Paró a comer, y el olor a fritanga del menú del día permaneció pegado a su ropa varias horas, mientras seguía conduciendo y palpándose los sobrecitos de azúcar del café, que había guardado como siempre para los niños, a quienes hacía gracia el nombre de aquel restaurante de carretera, La Loba, impreso en ellos. Todavía condujo algunos kilómetros más, hasta que el piloto naranja de la gasolina se encendió. Se detuvo entonces en una gasolinera, llenó el depósito, pagó y salió fuera. Hacía frío, había caído ya la noche y una niebla densa lo envolvía todo. Sintió de nuevo el vértigo. ¿Dónde estaba, qué hacía ahí, qué le esperaba tras esa niebla al final de la noche?…

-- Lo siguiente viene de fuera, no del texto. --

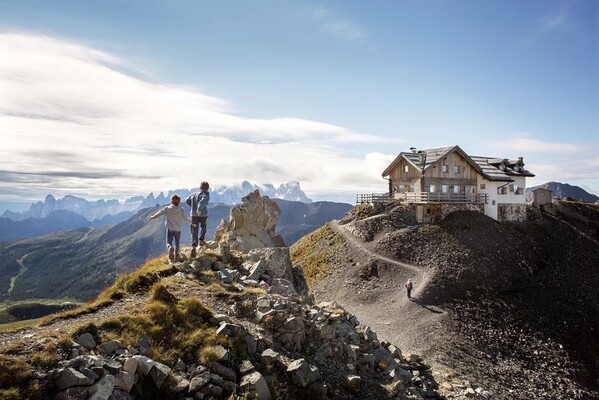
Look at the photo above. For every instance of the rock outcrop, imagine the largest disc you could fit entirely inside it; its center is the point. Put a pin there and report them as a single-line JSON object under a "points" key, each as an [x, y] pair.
{"points": [[316, 351], [251, 224]]}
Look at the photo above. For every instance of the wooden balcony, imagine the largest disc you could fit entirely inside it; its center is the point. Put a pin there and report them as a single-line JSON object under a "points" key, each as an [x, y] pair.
{"points": [[438, 197]]}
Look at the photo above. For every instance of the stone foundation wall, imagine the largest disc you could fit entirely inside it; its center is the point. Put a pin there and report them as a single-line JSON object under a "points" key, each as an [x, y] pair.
{"points": [[429, 213]]}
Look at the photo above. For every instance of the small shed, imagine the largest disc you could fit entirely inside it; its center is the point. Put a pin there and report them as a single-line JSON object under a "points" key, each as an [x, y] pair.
{"points": [[540, 197]]}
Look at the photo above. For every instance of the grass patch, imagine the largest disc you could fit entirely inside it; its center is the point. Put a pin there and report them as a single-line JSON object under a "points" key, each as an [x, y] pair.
{"points": [[313, 253], [16, 380], [142, 279], [134, 282], [175, 328]]}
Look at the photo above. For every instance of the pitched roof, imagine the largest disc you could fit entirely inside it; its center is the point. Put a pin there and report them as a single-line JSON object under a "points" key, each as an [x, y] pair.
{"points": [[500, 171], [492, 168]]}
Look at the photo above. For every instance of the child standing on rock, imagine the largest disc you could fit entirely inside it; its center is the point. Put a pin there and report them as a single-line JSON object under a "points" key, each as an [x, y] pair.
{"points": [[199, 215], [409, 286], [175, 216]]}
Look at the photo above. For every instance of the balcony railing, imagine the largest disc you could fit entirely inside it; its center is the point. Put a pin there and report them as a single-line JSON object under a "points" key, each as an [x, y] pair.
{"points": [[438, 197], [373, 198]]}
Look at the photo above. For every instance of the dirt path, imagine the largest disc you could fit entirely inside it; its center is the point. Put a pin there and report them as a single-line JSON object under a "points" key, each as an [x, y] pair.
{"points": [[411, 323]]}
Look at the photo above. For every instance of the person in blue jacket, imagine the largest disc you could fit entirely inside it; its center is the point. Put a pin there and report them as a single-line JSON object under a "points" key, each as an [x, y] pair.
{"points": [[199, 215]]}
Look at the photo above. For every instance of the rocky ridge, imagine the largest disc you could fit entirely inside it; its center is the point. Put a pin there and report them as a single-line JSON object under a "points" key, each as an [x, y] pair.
{"points": [[511, 307]]}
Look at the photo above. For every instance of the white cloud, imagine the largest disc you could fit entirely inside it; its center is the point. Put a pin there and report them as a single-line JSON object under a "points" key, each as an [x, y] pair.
{"points": [[340, 28], [557, 20], [72, 121], [524, 142]]}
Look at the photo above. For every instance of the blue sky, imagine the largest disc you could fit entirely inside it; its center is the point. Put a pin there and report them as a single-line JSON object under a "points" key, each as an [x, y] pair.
{"points": [[117, 98]]}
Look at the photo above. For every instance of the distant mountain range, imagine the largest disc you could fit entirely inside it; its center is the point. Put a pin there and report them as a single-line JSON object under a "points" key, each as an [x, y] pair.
{"points": [[70, 212], [563, 191], [94, 211], [79, 263]]}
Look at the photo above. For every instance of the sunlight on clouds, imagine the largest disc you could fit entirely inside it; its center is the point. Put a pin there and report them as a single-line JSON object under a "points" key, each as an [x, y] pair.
{"points": [[524, 143], [339, 28], [71, 121]]}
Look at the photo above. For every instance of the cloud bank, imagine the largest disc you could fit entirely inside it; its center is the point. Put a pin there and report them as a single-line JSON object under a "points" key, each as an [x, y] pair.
{"points": [[73, 121]]}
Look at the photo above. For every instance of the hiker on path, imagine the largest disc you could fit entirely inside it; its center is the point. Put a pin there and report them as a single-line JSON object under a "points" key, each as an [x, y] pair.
{"points": [[409, 287], [175, 216], [199, 215]]}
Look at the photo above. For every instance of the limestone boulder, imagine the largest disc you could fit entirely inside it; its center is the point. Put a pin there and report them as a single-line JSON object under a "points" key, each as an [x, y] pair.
{"points": [[274, 262], [70, 377], [302, 373], [255, 386]]}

—¿Se encuentra bien? —le preguntó el gasolinero, al verlo apoyado en un surtidor, llorando como un niño, o como un viejo chocho.

—¿Cómo… cómo se sale de aquí? —balbuceó.

El operario señaló al frente. Él le dio las gracias y entró en la furgoneta. Después, arrancó. Cáceres. Valladolid. Vitoria… Llegó a casa por la mañana, bajo el cielo ensangrentado del amanecer y las luces de las sirenas que ululaban su nombre.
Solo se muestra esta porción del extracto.